国保中央会、介護保険システムと障害者総合支援システムを一拠点集約化

NO BUDGET

2015-04-17 08:34

 公益社団法人国民健康保険中央会(国保中央会)は、これまで個別に開発・運用されてきた「介護保険審査支払等システム」と「障害者総合支援給付支払等システム」について、運用効率化、更改コスト削減、セキュリティ向上を目指し機器更新を機に集約化、新たに一拠点での運用を2014年5月より開始した。

 新システムでは、2011年3月の東日本大震災を受けてデータ保護も強化し、国保中央会と国保連合会の各拠点でもそれぞれバックアップを行い、媒体でも保管するバックアップデータ二重化を図っている。ソリューションを提供したデル・ソフトウェアが4月16日にユーザー事例として発表した。

 国保中央会は1959年に設立され、2012年から公益社団法人に移行、国民健康保険事業と介護保険事業の普及、健全な運営と発展を担い、社会保障と国民保健の向上に寄与することを目的に、国保事業の実施者である保険者を会員として全国47都道府県に設立されている国民健康保険団体連合会(国保連合会)を会員として組織されている。

 今回、新システムとして運用が集約された介護保険システムと障害者総合支援システムは、いずれも国保中央会が全国標準システムとして開発し、国保連合会がその事業の一環として運用している。

 もともと各システムは別のシステムインテグレーターにより開発、保守が行われてきた経緯があるが、6年ごとの機器更改を機に次のシステムのあるべき姿を検討してゆく中で、この2つのシステムを集約した上で一拠点にまとめるべきだという結論に達し、2010年からプロジェクトが開始された。

 その後に東日本大震災を経験し、データ完全性への要求が引き上げられ、バックアップ体制の強化が図られている。共同運用センターからそれぞれの国保連合会の拠点へレプリケートさせたデータを隔地保管することで、何があってもデータを損失させまいとしたのだ。

 このバックアップに関しては、物理サーバで稼働していた旧システムに対し、新たに仮想サーバを採用したことから仮想サーバ「VMware vSphere」のバックアップも考慮することとなり、バックアップソフトウェアも更新することとなった。

 バックアップ先としては新たに仮想テープライブラリを導入、日次の差分、週次/月次のフルバックアップをD2D2T(Disk to Disk to Tape)で行うほか、D2D2D(Disk to Disk to Disk)による仮想サーバのスナップショットも実施するとした。
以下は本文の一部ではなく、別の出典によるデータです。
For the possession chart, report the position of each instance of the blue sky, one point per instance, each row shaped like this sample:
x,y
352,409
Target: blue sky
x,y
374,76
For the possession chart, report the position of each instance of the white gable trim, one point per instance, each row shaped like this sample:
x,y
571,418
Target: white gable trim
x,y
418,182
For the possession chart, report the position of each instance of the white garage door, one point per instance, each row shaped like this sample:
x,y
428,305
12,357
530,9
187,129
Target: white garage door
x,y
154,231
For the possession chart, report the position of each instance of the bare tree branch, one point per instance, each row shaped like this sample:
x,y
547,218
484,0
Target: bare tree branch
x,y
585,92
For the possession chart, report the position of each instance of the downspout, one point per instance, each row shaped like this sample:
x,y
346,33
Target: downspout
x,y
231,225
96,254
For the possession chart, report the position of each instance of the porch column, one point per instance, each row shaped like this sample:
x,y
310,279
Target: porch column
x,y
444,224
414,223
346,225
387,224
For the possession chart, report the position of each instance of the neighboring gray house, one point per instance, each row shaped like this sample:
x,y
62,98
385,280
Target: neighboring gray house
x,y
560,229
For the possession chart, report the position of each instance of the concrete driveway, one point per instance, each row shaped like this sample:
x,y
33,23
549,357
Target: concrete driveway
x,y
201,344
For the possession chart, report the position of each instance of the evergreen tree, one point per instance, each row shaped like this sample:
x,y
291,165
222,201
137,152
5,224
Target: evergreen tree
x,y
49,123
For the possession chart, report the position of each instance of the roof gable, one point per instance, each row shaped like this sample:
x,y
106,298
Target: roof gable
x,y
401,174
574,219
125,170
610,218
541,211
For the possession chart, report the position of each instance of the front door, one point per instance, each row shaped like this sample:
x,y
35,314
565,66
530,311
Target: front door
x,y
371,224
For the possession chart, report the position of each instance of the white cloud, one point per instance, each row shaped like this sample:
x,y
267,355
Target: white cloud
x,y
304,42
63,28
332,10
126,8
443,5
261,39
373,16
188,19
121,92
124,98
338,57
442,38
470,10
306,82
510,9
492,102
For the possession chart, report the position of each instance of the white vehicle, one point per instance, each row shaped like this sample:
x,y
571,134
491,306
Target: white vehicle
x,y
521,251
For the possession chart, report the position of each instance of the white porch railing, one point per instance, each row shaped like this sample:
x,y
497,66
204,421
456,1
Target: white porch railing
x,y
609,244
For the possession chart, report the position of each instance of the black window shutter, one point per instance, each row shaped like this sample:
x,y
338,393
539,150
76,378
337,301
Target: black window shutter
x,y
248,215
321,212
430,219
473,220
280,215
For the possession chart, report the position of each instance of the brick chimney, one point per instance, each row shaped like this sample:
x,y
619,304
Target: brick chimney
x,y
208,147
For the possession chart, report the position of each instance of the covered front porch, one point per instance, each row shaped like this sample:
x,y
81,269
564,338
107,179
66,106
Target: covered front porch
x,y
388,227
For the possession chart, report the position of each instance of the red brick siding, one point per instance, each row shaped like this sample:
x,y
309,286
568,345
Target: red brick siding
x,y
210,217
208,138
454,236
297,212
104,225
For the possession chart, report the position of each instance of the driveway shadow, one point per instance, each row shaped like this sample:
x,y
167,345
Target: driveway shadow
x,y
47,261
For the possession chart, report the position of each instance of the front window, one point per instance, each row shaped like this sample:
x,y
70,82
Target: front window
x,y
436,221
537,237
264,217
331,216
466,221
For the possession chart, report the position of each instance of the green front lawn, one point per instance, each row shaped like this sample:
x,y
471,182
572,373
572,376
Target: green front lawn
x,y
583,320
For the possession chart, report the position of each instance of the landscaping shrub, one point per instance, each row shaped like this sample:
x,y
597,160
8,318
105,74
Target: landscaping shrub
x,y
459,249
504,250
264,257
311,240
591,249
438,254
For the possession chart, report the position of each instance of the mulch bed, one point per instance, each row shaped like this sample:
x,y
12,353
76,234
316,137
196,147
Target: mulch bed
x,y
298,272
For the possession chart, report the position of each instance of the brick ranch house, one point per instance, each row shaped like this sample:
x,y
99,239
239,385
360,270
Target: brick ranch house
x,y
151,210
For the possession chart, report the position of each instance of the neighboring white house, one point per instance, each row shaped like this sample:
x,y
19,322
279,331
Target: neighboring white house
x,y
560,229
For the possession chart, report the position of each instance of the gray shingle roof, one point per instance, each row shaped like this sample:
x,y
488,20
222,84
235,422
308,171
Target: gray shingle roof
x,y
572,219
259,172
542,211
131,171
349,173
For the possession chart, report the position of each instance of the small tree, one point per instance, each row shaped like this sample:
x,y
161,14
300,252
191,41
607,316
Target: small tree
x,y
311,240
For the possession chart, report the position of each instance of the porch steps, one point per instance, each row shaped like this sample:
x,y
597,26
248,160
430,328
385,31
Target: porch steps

 バックアップソフトには、機能や価格、サポート体制などの評価の結果、デル・ソフトウェアのバックアップおよびリカバリソフトウェアソリューション「NetVault Backup」を採用した。

 なお、バックアップソフトに関する要求として、システムの機器更改が約6年のサイクルであるのに対し、これまで使ってきたソフトのライフサイクルが2~3年程度と短く、運用サイクルの途中でバージョンアップが求められるという課題もあったが、デル・ソフトウェアでは5年間の長期保守サポートを提供、バージョンアップに伴う作業やコストを抑えられる点もポイントとなったとしている。

 新たなバックアップ対象は物理・仮想サーバ約1000台にのぼり、共同運用センターだけでも数百台もの仮想サーバが稼働しているが、バックアップ環境の構築は特に問題なく予定通り完了、バックアップ処理も安定しており時間内に終えることができている。